Patton has demonstrated his independence repeatedly in his criticism of MISO’s capacity market.
“The economic theory underlying a three-year forward procurement is not sound,” he said. “The notion that … new participants can offer efficiently in that auction and have that guide their decision to invest when you’re giving them a one-year contract on a 40-year asset is” unproven.
He has long proposed that MISO switch from a vertical to a sloped demand curve.

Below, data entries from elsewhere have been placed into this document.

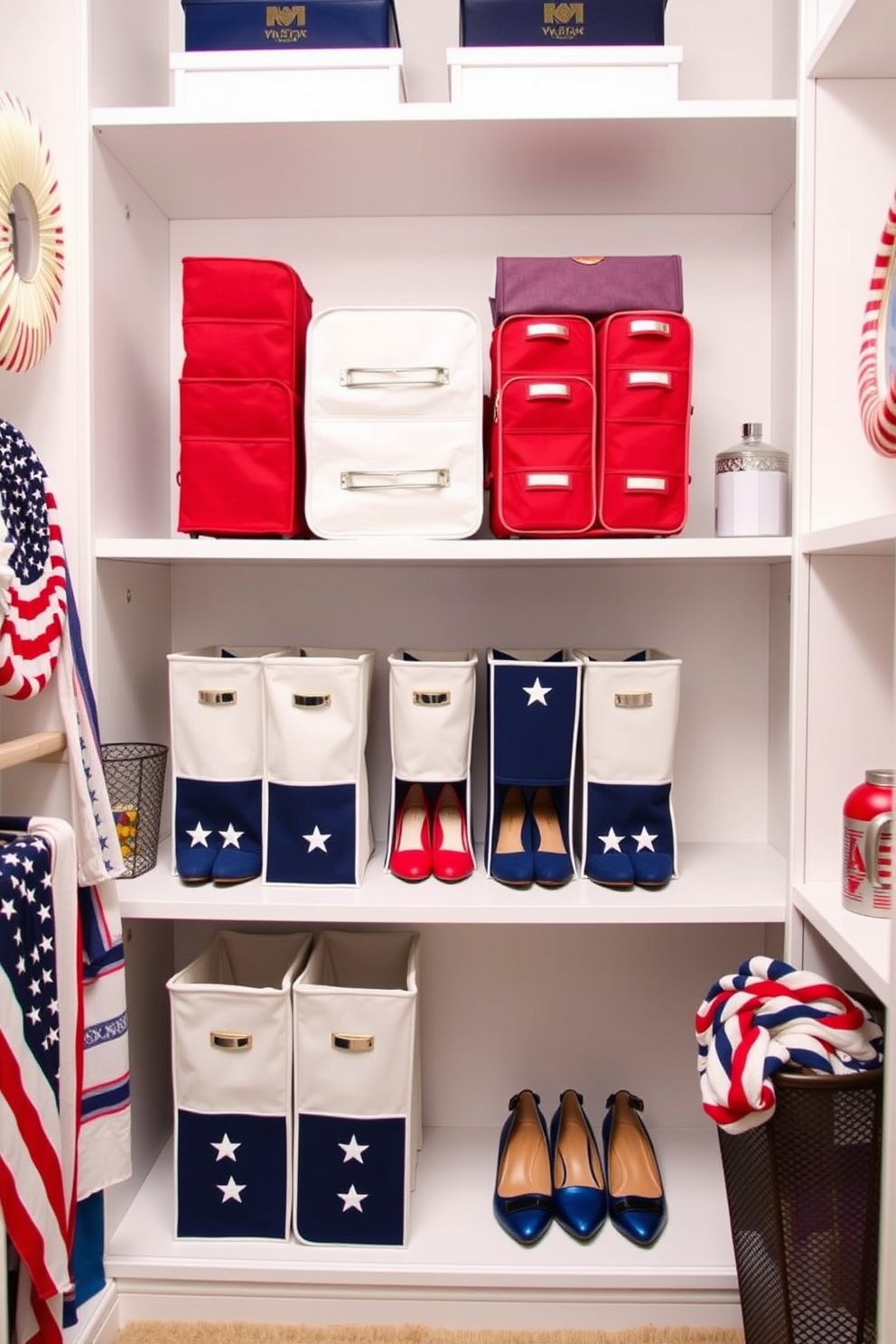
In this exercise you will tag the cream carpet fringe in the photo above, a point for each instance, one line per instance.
(209, 1332)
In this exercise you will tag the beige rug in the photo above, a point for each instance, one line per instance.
(206, 1332)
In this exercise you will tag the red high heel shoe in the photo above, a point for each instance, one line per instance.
(411, 858)
(452, 855)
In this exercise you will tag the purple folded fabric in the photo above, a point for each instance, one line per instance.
(593, 286)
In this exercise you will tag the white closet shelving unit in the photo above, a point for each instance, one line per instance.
(770, 178)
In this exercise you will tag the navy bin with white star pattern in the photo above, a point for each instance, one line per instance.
(317, 824)
(356, 1087)
(231, 1029)
(217, 762)
(534, 723)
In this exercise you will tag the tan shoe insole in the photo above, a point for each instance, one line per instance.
(630, 1164)
(546, 817)
(413, 820)
(526, 1167)
(575, 1160)
(512, 817)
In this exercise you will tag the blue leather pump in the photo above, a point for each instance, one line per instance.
(637, 1202)
(579, 1189)
(521, 1199)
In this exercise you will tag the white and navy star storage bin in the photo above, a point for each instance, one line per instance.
(231, 1029)
(217, 751)
(629, 724)
(356, 1087)
(317, 818)
(534, 724)
(432, 711)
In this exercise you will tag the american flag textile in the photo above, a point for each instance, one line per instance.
(766, 1016)
(39, 1063)
(33, 570)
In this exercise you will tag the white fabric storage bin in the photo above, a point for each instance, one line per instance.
(231, 1031)
(534, 700)
(356, 1087)
(629, 726)
(317, 821)
(394, 422)
(217, 754)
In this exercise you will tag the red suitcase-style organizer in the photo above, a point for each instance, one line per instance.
(644, 424)
(245, 324)
(542, 475)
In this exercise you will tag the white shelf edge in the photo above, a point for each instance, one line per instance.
(752, 878)
(445, 112)
(454, 1241)
(860, 939)
(386, 550)
(868, 537)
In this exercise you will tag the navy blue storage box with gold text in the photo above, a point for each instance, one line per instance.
(254, 26)
(537, 23)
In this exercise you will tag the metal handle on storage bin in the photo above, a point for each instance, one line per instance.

At MISO’s Annual Meeting last June, Patton engaged in a debate with board members Michael Curran, Judy Walsh and Paul Feldman over the issue. (See MISO Monitor Debates Capacity Rules with Board.)
At the end of the meeting Curran thanked Patton for his analysis, but couldn’t resist a little jab. “You’re going to have a sloped demand curve on your tombstone.”
“Cause somebody’s going to kill me?” Patton responded, laughing nervously.
“No,” Curran said. “This is the Midwest. These are nice people.”
– Tom Kleckner, William Opalka and Amanda Durish Cook contributed to this article.